Another blow to red meat

If red meat had a publicity agent, he or she would be fired by now. Publicity agents are supposed to plant positive news about their client and kill any negative publicity. But ever since James Garner, the face of the “Real Food for Real People” beef campaign, suffered a heart attack in 1988, there has been nothing but bad publicity about red meat.

Consider this succession of damaging events.

Mad cow disease surfaces in the US in 2003, with three cows diagnosed with the fatal disease by 2005 and the sources never found.

Chairman and CEO of McDonald’s Corporation, Jim Cantalupo, suffers a fatal heart attack at a company event in 2004.

Charlie Bell, Cantalupo’s replacement as McDonald’s CEO, is diagnosed with colon cancer two weeks after taking office and also dies.

Fast Food Nation and The Omnivore’s Dilemma, books unfriendly to the meat industry, stay on the New York Times bestseller list for years.

Video of abused “downer” cows sparks the largest meat recall in US history, tarring the National School Lunch Program in 2008. Big Meat reacts to undercover leaks by trying to criminalize farm videos.

Both Oprah Winfrey and Bill Clinton flirt with meat-free diets; Clinton’s seems to have stuck.

Martha Stewart, the doyenne of taste and nutrition, broadcast a vegetarian Thanksgiving show in 2009. What?

More than half of Americans cut back on meat consumption after 2008 recession.

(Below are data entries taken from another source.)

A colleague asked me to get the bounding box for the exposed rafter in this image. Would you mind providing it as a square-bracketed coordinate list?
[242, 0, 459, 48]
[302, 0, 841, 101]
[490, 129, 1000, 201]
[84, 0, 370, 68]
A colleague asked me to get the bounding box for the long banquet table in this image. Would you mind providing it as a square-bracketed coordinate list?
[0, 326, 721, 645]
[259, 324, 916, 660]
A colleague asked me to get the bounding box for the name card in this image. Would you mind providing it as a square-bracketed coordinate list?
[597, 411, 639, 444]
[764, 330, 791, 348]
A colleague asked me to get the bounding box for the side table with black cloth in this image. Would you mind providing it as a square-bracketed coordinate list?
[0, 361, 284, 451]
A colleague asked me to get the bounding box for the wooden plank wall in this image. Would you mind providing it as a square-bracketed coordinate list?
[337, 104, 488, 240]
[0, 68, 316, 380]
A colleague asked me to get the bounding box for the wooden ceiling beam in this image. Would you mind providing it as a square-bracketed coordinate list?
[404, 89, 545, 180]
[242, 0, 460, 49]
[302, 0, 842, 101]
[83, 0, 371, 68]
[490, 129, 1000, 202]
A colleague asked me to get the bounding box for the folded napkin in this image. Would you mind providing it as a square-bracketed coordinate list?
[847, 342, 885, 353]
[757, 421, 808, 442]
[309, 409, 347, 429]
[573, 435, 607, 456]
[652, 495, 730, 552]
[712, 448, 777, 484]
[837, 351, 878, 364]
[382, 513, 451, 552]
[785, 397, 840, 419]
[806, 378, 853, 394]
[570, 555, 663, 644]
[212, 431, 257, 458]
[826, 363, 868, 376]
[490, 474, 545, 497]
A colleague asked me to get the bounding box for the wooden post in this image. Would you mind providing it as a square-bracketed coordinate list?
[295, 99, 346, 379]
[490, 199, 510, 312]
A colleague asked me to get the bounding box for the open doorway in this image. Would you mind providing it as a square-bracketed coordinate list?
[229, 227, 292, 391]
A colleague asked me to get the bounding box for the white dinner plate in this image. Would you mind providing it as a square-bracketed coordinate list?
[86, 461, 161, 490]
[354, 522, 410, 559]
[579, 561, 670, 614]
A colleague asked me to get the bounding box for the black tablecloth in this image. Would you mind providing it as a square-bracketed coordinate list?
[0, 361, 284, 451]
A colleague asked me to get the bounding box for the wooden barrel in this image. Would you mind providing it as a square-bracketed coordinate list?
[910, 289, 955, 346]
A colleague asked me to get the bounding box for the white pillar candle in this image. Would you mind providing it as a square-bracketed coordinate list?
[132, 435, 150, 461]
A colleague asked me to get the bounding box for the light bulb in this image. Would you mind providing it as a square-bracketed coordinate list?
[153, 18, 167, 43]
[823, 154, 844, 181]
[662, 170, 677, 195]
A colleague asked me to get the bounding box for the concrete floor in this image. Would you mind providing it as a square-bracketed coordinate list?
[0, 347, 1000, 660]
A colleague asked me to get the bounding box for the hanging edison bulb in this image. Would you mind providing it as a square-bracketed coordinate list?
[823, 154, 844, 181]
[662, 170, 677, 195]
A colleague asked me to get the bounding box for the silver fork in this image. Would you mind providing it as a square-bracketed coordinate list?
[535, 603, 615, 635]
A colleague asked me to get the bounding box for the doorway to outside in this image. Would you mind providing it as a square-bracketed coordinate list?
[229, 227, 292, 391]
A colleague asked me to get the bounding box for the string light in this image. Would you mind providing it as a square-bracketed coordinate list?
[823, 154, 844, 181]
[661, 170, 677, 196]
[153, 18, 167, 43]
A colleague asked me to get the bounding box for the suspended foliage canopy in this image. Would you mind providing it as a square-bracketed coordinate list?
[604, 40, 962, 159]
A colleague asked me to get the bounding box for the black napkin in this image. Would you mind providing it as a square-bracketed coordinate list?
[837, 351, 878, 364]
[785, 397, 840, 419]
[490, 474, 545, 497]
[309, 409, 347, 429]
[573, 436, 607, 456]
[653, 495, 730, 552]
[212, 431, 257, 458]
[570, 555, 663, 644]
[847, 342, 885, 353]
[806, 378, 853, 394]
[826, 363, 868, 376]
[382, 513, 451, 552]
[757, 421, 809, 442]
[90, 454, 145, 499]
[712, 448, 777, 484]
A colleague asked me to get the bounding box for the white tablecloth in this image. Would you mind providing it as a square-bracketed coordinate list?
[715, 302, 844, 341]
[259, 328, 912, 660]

The National Association of State Departments of Agriculture cannot unload the unwanted product and tries to increase Supplemental Nutrition Assistance Program (SNAP) meat allowances to get rid of “the oversupply.”

A world outbreak of swine flu in 2009is linked to pig farms, according to some news sources. Big Meat beseeches press to call the disease the H1N1 flu instead of Swine Flu.

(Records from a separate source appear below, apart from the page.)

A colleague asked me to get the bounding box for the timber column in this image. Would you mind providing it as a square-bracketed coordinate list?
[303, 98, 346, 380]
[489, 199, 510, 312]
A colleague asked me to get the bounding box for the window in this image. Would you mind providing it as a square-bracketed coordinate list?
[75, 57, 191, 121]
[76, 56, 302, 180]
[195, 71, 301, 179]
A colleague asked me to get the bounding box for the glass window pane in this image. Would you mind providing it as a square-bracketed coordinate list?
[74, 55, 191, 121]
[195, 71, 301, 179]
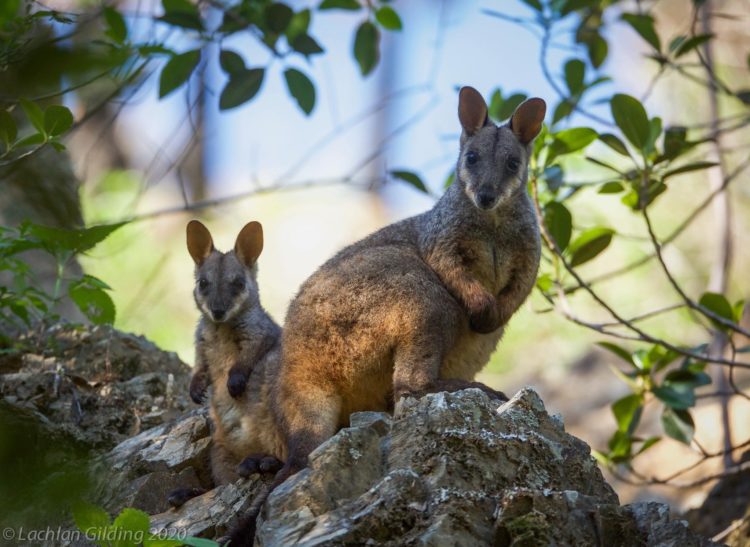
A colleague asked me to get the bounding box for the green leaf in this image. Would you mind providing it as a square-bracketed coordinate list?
[552, 99, 574, 125]
[661, 407, 695, 445]
[732, 299, 745, 325]
[622, 13, 661, 51]
[544, 201, 573, 252]
[612, 394, 643, 435]
[21, 99, 45, 135]
[586, 33, 609, 68]
[674, 34, 714, 59]
[622, 180, 667, 211]
[610, 93, 651, 150]
[609, 430, 633, 463]
[68, 283, 115, 325]
[27, 222, 127, 255]
[596, 342, 636, 368]
[536, 274, 554, 293]
[291, 34, 323, 57]
[598, 180, 625, 194]
[635, 437, 661, 456]
[541, 165, 565, 192]
[545, 127, 597, 165]
[104, 6, 128, 44]
[354, 21, 380, 76]
[15, 133, 47, 148]
[219, 49, 245, 74]
[599, 133, 628, 156]
[284, 68, 315, 115]
[375, 6, 403, 30]
[159, 49, 201, 99]
[565, 59, 586, 95]
[44, 104, 73, 137]
[651, 385, 695, 412]
[158, 0, 203, 30]
[264, 2, 294, 34]
[219, 68, 266, 110]
[645, 116, 661, 152]
[662, 161, 719, 180]
[73, 503, 110, 532]
[286, 9, 310, 39]
[664, 126, 687, 159]
[496, 93, 526, 121]
[568, 228, 614, 266]
[391, 171, 429, 194]
[318, 0, 362, 11]
[0, 109, 18, 149]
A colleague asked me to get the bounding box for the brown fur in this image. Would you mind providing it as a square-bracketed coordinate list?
[278, 88, 544, 478]
[223, 88, 544, 545]
[187, 220, 286, 485]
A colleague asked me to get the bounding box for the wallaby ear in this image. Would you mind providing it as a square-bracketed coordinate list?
[234, 221, 263, 268]
[510, 97, 547, 144]
[187, 220, 214, 266]
[458, 86, 487, 135]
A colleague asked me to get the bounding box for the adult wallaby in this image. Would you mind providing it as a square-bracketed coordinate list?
[169, 220, 286, 506]
[226, 87, 546, 544]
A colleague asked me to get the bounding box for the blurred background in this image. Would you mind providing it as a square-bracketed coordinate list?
[0, 0, 750, 532]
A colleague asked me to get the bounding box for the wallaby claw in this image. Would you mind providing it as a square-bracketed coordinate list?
[227, 365, 247, 399]
[167, 488, 206, 508]
[237, 454, 284, 479]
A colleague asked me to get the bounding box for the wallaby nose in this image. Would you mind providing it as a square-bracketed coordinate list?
[477, 190, 495, 209]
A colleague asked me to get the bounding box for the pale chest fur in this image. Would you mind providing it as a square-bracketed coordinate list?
[203, 330, 285, 458]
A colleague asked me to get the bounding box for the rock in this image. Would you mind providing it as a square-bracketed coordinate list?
[0, 326, 197, 450]
[256, 389, 711, 547]
[97, 409, 213, 514]
[151, 475, 270, 538]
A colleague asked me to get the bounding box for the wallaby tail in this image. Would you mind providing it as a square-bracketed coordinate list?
[219, 481, 276, 547]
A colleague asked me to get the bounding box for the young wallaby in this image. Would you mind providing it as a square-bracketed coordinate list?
[226, 87, 546, 544]
[170, 220, 286, 505]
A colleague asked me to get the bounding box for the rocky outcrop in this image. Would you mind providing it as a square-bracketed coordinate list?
[0, 327, 193, 449]
[0, 328, 724, 547]
[256, 389, 710, 546]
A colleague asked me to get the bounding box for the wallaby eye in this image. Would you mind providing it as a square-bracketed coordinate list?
[232, 277, 245, 291]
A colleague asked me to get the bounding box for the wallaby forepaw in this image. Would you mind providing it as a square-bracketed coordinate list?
[190, 375, 208, 405]
[167, 488, 206, 508]
[237, 454, 284, 479]
[469, 299, 502, 334]
[227, 367, 247, 399]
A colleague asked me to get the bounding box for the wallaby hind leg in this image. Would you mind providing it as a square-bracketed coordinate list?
[211, 438, 240, 486]
[274, 382, 341, 484]
[393, 331, 443, 402]
[393, 338, 508, 403]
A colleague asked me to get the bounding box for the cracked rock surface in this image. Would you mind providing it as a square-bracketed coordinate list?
[256, 389, 712, 547]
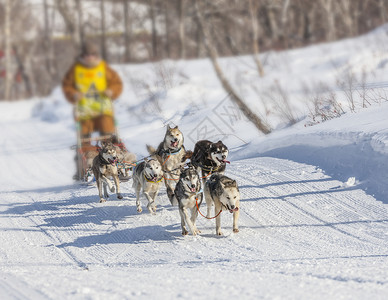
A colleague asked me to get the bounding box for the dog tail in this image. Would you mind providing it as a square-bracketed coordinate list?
[147, 145, 156, 155]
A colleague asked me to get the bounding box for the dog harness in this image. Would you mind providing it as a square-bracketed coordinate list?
[144, 174, 163, 183]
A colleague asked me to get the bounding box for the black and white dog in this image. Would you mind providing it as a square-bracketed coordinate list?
[92, 142, 123, 202]
[191, 140, 230, 183]
[147, 125, 187, 204]
[174, 165, 203, 235]
[132, 158, 163, 214]
[204, 174, 240, 235]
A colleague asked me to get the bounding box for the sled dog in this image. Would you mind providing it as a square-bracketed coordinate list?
[174, 165, 203, 235]
[204, 174, 240, 235]
[112, 135, 136, 181]
[147, 125, 187, 204]
[92, 142, 123, 202]
[191, 140, 230, 183]
[132, 158, 163, 214]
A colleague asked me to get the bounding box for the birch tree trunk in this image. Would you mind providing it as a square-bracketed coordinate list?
[75, 0, 85, 45]
[150, 0, 158, 59]
[164, 1, 171, 58]
[4, 0, 13, 100]
[100, 0, 108, 60]
[379, 0, 387, 24]
[43, 0, 57, 82]
[249, 0, 264, 77]
[179, 0, 186, 59]
[320, 0, 337, 41]
[123, 0, 131, 62]
[195, 0, 271, 134]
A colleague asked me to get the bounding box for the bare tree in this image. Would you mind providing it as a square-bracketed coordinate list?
[248, 0, 264, 77]
[319, 0, 337, 41]
[4, 0, 13, 100]
[43, 0, 57, 83]
[195, 0, 271, 134]
[100, 0, 108, 60]
[55, 0, 81, 51]
[178, 0, 186, 59]
[123, 0, 131, 62]
[164, 1, 171, 58]
[75, 0, 85, 45]
[149, 0, 158, 59]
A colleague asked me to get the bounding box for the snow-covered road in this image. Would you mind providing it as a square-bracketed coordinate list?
[0, 125, 388, 299]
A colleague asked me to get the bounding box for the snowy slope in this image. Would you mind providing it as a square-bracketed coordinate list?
[0, 30, 388, 299]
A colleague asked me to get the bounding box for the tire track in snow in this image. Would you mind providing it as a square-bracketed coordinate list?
[227, 160, 388, 255]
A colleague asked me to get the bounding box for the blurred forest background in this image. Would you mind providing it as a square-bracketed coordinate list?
[0, 0, 388, 100]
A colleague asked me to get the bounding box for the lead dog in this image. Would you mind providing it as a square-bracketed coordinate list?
[92, 142, 123, 203]
[147, 125, 187, 205]
[191, 140, 229, 184]
[204, 174, 240, 235]
[174, 165, 203, 235]
[132, 158, 163, 214]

More than 24 workers in pork slaughterhouses in charge of pulverizing pork brains for overseas markets develop a debilitating, possibly permanent nerve condition called progressive inflammatory neuropathy. Health departments are forced to assure public they won’t catch PIN from eating pork.

Nutritionists caution Americans are getting too much protein not too little, to the chagrin of Big Meat which uses alleged “protein deficiencies” in marketing

Medical, cancer and heart groups warn people to cut back or eliminate red meat.

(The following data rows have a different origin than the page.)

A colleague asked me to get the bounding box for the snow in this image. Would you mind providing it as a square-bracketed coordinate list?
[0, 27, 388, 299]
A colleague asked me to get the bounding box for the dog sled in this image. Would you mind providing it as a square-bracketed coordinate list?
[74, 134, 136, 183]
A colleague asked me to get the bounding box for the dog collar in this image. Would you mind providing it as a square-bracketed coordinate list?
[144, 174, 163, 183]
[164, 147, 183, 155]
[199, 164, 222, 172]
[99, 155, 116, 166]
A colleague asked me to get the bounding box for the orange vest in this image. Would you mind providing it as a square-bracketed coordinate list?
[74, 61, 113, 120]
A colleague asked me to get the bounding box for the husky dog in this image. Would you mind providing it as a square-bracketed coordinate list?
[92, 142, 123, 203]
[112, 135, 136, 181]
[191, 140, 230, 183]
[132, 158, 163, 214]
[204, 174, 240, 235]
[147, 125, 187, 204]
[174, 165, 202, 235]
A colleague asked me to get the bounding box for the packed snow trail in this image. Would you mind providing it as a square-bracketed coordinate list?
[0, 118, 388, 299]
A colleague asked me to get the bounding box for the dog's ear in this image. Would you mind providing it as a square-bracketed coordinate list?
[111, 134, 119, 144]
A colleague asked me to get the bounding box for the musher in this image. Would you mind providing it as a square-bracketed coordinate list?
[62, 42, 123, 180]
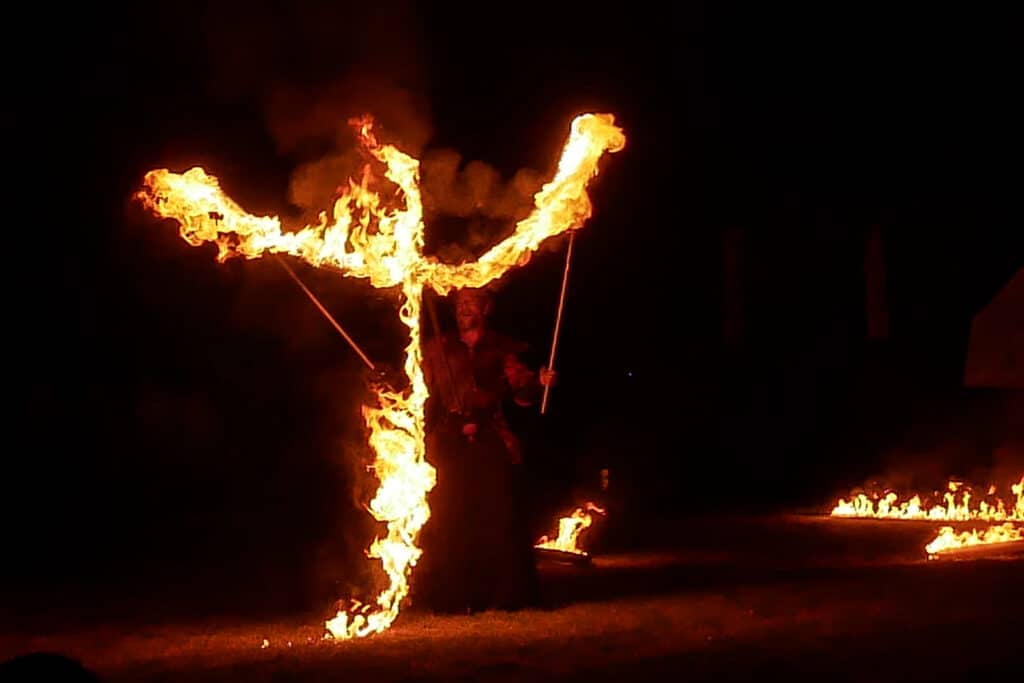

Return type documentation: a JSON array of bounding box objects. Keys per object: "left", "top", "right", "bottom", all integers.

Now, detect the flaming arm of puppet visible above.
[
  {"left": 421, "top": 114, "right": 626, "bottom": 295},
  {"left": 136, "top": 119, "right": 423, "bottom": 287}
]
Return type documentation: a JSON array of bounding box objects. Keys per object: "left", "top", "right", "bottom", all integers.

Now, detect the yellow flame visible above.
[
  {"left": 925, "top": 522, "right": 1024, "bottom": 555},
  {"left": 136, "top": 114, "right": 626, "bottom": 639},
  {"left": 535, "top": 503, "right": 604, "bottom": 555},
  {"left": 831, "top": 475, "right": 1024, "bottom": 521}
]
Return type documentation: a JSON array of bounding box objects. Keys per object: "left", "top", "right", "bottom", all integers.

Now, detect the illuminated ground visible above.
[{"left": 0, "top": 516, "right": 1024, "bottom": 681}]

Government warns about dangers of bacteria from undercooked meat on cutting boards and utensils, and heterocyclic amines and polycyclic aromatic hydrocarbons from overcooked meat.

How was your decade?

Nor has the bad news for red meat stopped. Last week, scientists at the Cleveland Clinic announced a new explanation of why it may contribute to heart disease. The real culprit, the scientists suspect is “a little-studied chemical that is burped out by bacteria in the intestines after people eat red meat. It is quickly converted by the liver into yet another little-studied chemical called TMAO that gets into the blood and increases the risk of heart disease,” reports the New York Times.

Is red meat soon going to be like cigarettes? A habit so stigmatized that people try to hide it and employers and insurance companies overtly discriminate against it? Doctors, public health officials and animal lovers may laud the trend—but the publicist for red meat is surely going to be fired.